Some war stories are narrated over and over again, and some are never heard of. The Ghazi Attack, directed by Sankalp Reddy and co-produced by Karan Johar, is inspired from one such story that was confined to the depths of the sea, until now. That's probably why the poster of the movie comes with the tagline: 'The war you did not know about'.
The bilingual movie, which Johar presented as India's first war-at-sea film, will release in Hindi and Telugu on February 17. The plot is inspired by a classified mission of the Indian Navy and the sinking of the Pakistani submarine PNS Ghazi, off the coast of Visakhapatnam during the 1971 Indo-Pak war. PNS Ghazi, originally USS Diablo, was leased from the United States in 1963 to be Pakistan's first fast-attack submarine. To this day, the submarine's sinking remains a controversy and an enigma in the annals of war.
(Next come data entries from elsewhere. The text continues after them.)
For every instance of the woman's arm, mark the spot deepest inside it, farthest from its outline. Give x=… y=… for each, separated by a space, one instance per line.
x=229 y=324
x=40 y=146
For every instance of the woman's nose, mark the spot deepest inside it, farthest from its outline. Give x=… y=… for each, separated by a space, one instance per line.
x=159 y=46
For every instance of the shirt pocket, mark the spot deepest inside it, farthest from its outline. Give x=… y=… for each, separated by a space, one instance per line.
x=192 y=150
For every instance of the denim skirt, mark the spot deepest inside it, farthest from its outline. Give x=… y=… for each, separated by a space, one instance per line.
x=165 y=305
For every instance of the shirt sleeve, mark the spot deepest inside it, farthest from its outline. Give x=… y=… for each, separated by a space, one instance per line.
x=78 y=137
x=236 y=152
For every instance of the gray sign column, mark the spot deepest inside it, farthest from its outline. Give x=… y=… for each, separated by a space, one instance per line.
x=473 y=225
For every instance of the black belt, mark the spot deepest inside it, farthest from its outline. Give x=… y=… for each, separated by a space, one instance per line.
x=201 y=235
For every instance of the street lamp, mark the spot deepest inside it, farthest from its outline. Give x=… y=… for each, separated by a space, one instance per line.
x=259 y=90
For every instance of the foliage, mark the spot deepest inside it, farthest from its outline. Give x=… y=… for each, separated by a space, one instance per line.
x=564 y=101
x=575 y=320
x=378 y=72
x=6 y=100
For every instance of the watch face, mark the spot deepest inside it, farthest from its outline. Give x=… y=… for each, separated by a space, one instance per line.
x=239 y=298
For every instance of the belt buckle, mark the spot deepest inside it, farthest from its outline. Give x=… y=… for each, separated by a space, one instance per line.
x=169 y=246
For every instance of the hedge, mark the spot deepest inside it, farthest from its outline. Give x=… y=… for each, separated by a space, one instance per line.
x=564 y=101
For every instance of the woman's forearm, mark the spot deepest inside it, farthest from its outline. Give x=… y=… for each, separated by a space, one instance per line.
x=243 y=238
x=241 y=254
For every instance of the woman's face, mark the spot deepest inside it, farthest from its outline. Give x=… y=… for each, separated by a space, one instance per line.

The upcoming movie rekindles the debate on what exactly caused the sinking of the PNS Ghazi—attack from the Indian Navy, or an accident as claimed by the Pakistani Navy.
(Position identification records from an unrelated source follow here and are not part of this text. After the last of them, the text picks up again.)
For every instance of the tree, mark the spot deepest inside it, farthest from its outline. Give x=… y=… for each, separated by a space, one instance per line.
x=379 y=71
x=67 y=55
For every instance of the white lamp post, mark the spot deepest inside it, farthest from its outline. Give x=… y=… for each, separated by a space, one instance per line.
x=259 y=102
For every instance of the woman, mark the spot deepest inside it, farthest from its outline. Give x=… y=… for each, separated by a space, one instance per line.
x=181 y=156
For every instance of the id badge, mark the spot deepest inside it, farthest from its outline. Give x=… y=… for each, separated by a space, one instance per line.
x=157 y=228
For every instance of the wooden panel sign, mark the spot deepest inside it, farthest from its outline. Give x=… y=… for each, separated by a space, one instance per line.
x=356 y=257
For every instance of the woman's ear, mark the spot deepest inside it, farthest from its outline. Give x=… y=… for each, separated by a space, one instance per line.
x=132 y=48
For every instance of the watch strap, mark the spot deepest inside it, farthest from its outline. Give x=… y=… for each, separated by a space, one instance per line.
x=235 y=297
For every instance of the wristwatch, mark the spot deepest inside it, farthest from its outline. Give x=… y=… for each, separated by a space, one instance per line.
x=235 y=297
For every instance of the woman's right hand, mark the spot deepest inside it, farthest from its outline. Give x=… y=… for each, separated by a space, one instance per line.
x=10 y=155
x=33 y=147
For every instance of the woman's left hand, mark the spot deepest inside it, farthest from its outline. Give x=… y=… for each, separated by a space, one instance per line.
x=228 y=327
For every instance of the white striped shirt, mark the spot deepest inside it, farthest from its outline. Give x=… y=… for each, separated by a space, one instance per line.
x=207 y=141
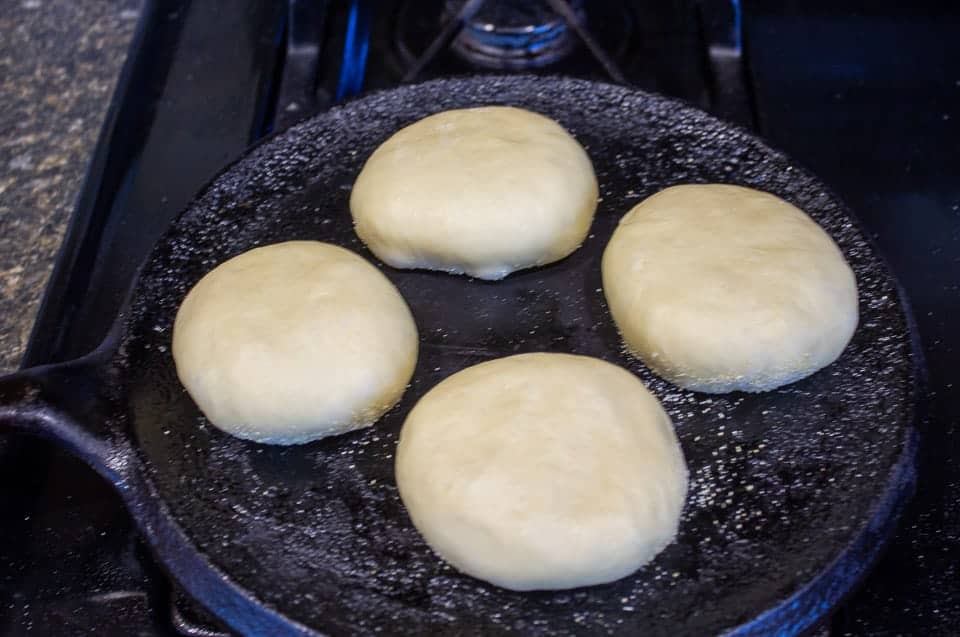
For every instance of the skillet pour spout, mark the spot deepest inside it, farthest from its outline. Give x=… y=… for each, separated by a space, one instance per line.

On November 14, 1971, PNS Ghazi set off from the Karachi harbour into the Arabian Sea on a secret mission—to destroy India's flagship aircraft carrier INS Vikrant. After it received signals that Vikrant was somewhere near Visakhapatnam, Ghazi began a focused sail to the eastern coast of India. But little did the Pakistani Navy realise that they were being taken for a ride, crafted by master planner Vice Admiral N. Krishnan, the then commanding flag officer of the Indian Navy's Eastern Naval Command. Krishnan, who got information about Ghazi's mission, was determined to try out all deceptive measures to keep the submarine off from Vikrant. He called upon Lt Commander Inder Singh, captain of INS Rajput, an ageing WWII destroyer, which was sent to Visakhapatnam for decommissioning. Rajput now had a new mission—it was to pretend to be INS Vikrant and sail out of the Vizag port. The smart commander also sent off Vikrant and its crew to Port X-Ray, a secret location in the Andamans. He ordered Rajput to generate heavy wireless traffic, convincing Ghazi about the location of Vikrant. To make it look all the more convincing, the Indian Navy intentionally sent a signal in the form of a message allegedly from one of Vikrant's sailors, inquiring about his mother who was critically ill. As planned, Ghazi fell for the bait and arrived in Vizag on November 27, in the hope of finding its elusive target.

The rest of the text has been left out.